Heating costs between the two facilities vary greatly because of the above and below ground functions, he reported. Amavi’s heating costs are about 85 cents per square foot compared to Pepper Bridge’s heating costs of 50 cents per square foot.
Another example of designing a building around energy consumption is the Walter Clore Center, to be built this spring. Nearly all of the center’s 17,000 square feet will be underground, greatly reducing the annual maintenance and energy costs. He estimated that the underground design will save about $3,500 per year in utility bills.
Maximizing the use of natural lighting is another way to reduce energy costs. Using a translucent covering over a winery’s crush pad can dramatically reduce lighting requirements in a winery.
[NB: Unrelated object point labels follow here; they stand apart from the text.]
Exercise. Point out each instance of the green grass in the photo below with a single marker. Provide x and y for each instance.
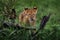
(52, 28)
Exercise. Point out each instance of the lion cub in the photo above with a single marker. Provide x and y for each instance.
(28, 16)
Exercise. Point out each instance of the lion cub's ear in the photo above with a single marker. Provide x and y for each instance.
(34, 7)
(25, 8)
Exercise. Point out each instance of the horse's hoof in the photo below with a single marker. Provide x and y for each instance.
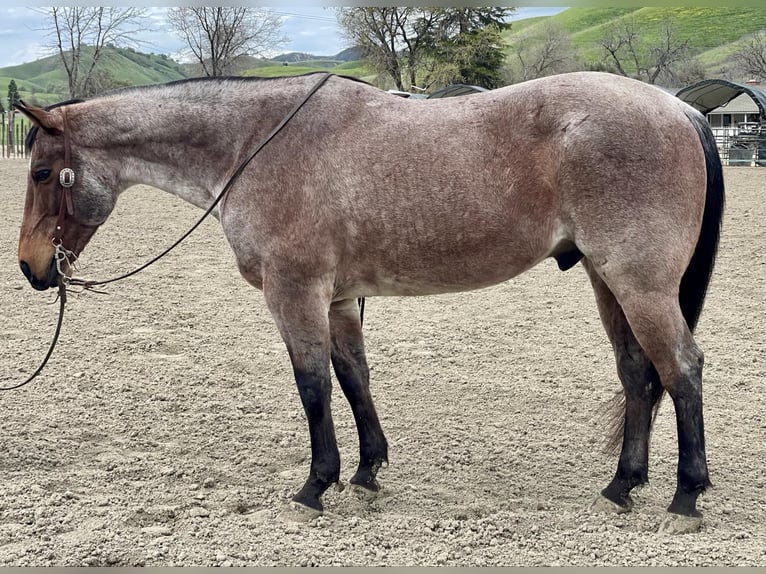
(362, 493)
(297, 512)
(680, 524)
(603, 504)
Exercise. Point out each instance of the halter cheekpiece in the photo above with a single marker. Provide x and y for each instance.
(66, 180)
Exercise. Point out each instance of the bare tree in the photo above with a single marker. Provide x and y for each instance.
(540, 53)
(383, 33)
(218, 36)
(750, 56)
(419, 43)
(630, 55)
(82, 35)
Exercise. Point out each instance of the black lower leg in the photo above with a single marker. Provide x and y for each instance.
(642, 392)
(693, 477)
(373, 447)
(353, 375)
(314, 391)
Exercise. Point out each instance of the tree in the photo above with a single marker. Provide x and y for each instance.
(411, 45)
(631, 56)
(83, 35)
(382, 34)
(218, 36)
(750, 57)
(541, 52)
(464, 45)
(13, 94)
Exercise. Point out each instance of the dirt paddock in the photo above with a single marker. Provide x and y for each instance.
(167, 429)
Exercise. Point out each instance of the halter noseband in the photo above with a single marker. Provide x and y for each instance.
(66, 181)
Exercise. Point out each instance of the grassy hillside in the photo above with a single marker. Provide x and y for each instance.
(44, 81)
(712, 32)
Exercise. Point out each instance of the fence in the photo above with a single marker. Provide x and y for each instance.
(13, 132)
(742, 147)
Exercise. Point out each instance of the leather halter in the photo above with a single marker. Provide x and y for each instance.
(66, 182)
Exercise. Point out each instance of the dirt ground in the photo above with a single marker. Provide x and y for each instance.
(167, 429)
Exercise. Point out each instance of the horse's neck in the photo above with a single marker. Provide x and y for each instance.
(189, 150)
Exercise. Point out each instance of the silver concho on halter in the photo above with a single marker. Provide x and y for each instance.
(66, 177)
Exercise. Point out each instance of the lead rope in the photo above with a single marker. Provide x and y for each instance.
(67, 207)
(62, 302)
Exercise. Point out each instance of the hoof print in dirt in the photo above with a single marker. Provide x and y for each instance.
(680, 524)
(297, 512)
(603, 504)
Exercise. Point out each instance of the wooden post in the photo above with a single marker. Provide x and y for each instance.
(11, 113)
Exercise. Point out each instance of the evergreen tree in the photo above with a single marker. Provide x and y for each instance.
(13, 94)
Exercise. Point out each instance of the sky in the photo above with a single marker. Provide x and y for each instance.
(310, 29)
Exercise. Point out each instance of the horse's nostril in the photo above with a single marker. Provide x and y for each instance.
(26, 270)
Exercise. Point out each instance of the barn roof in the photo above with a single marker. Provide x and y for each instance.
(708, 95)
(456, 90)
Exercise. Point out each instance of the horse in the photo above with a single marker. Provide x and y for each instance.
(365, 194)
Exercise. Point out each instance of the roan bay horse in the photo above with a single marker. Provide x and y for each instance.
(364, 193)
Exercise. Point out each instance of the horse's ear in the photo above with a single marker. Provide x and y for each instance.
(48, 121)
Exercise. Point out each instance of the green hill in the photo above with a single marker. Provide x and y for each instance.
(44, 81)
(712, 32)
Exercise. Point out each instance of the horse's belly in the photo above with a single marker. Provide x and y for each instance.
(446, 277)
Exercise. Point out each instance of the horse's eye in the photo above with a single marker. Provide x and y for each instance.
(41, 175)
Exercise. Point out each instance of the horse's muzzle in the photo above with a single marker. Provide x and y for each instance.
(41, 284)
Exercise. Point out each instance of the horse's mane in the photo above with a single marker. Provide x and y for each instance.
(32, 134)
(30, 139)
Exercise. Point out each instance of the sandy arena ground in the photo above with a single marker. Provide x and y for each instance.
(167, 429)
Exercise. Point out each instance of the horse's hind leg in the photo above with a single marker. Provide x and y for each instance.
(642, 391)
(300, 311)
(350, 366)
(652, 309)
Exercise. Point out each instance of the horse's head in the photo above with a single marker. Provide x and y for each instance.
(67, 198)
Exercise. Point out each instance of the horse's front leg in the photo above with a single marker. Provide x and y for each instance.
(348, 360)
(300, 311)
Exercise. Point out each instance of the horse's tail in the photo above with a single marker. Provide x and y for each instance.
(696, 278)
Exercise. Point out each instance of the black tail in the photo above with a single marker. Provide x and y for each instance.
(697, 276)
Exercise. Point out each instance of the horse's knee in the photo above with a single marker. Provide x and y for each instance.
(315, 391)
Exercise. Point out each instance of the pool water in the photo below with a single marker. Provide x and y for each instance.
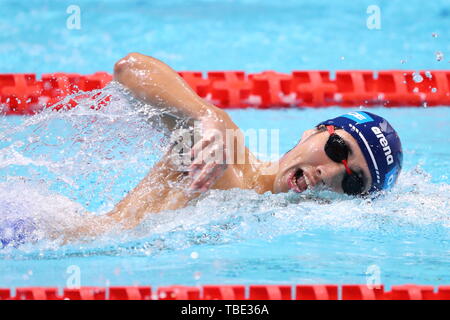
(230, 236)
(55, 166)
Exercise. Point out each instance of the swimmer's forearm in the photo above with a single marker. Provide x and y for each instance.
(156, 83)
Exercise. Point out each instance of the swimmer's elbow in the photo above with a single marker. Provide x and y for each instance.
(125, 64)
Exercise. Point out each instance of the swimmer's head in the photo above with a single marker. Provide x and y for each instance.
(373, 162)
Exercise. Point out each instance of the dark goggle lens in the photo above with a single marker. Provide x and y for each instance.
(352, 184)
(336, 149)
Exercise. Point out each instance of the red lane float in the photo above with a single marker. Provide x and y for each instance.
(25, 94)
(233, 292)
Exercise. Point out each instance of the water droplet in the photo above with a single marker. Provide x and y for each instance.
(417, 78)
(197, 275)
(162, 295)
(439, 56)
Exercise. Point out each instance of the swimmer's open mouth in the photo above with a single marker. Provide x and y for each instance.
(297, 181)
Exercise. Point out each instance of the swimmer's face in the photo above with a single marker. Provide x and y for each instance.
(307, 166)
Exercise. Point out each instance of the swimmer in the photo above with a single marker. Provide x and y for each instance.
(358, 153)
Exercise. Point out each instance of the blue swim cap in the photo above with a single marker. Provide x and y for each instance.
(378, 142)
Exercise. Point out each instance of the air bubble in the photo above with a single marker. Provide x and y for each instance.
(417, 78)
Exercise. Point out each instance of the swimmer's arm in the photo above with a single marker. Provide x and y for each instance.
(155, 83)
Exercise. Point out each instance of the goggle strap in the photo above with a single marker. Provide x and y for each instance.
(346, 167)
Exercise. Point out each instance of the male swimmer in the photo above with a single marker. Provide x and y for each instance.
(357, 153)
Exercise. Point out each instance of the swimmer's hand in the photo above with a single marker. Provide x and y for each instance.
(209, 155)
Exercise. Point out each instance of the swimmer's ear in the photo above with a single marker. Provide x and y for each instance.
(307, 134)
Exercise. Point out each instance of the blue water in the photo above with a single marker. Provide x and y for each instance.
(56, 165)
(250, 35)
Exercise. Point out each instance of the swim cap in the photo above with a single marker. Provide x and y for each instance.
(378, 142)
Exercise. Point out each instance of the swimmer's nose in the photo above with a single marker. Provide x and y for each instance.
(330, 173)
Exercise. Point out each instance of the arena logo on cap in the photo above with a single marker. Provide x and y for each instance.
(358, 117)
(385, 144)
(389, 179)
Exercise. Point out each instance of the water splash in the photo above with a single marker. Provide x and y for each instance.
(57, 165)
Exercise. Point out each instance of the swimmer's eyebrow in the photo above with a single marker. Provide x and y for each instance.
(360, 173)
(350, 150)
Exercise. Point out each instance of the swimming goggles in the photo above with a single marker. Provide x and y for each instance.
(337, 150)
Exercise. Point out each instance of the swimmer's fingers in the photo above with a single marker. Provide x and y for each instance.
(206, 151)
(208, 175)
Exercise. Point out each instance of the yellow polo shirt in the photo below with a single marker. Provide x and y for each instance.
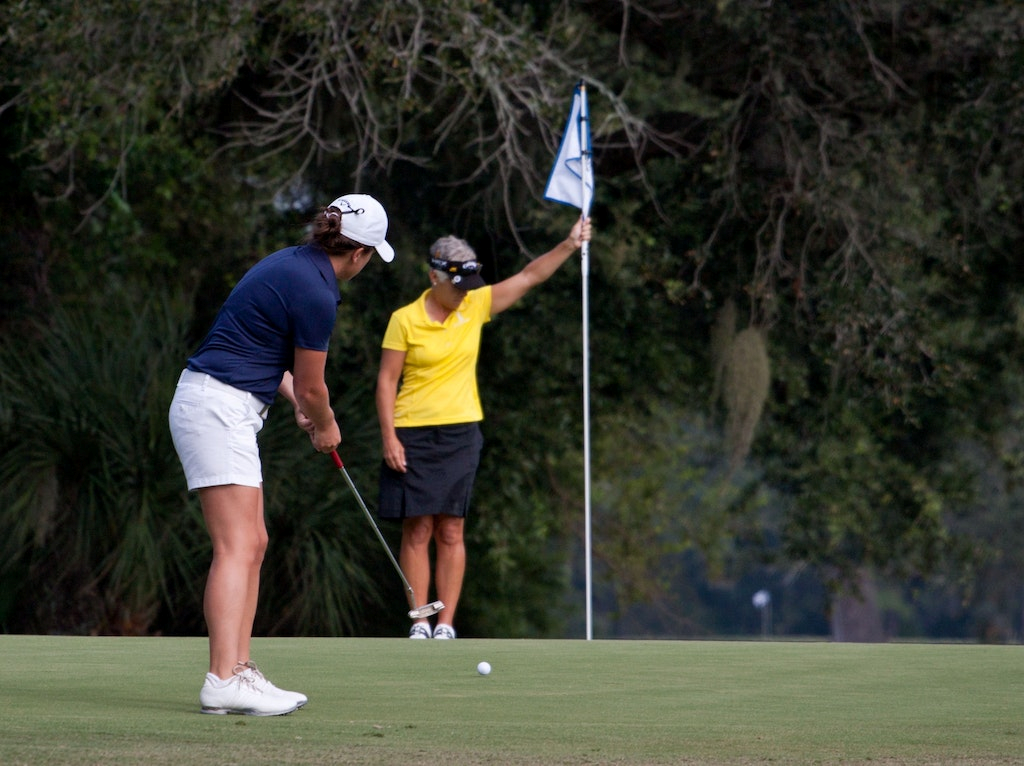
(438, 380)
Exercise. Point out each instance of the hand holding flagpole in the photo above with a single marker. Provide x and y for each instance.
(571, 182)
Also, skylights and other strategically placed windows can reduce lighting needs.
Indirect lighting can be put to work into various winery rooms. Chauncey’s firm works closely with a lighting design laboratory in Seattle that helps determine optimum building window placement for natural lighting.
A building with natural light uses from 0.33 to 0.5 watts per square foot compared to one with artificial light that typically uses about 1.5 watts per square foot, he said.
In areas like eastern Washington, where afternoon sun can heat up buildings, he noted that sunscreen walls serve to keep heat from entering the walls. A sunscreen is a slatted wall positioned on the outside of the building’s exterior wall. In western Washington, the slatted wall serves as a rain screen instead of a sunscreen.
Grapevines can also be trained to grow on the winery’s exterior wall to absorb some of the heat and act as a sunscreen.
Another sustainable building practice is to remodel existing buildings. Chauncey helped redesign a horse stable into Hightower Cellars at Red Mountain, near Benton City. Many of the horse barn materials were reused, with skylights added to the roofline to increase natural lighting. Solar screens made from the slats of recycled wooden barrels will eventually be added to the winery’s walls.
Chauncey encourages potential winery owners to consider the energy that goes into producing building materials. Using wood from a sustainable forest requires 640 kilowatt-hours to produce a ton of wood and deliver it to the job site, he cited. Brick materials require 2,500 kilowatt-hours per ton, while steel requires 15,360 kilowatt-hours per ton to produce and deliver to the job site. Aluminum materials require 80,640 kilowatt-hours per ton.
“There are a lot of ways to make buildings more environmentally friendly and more sustainable,” Chauncey said. “If you can save on electricity, save money on materials, that all translates into money back to the business or represents profit.”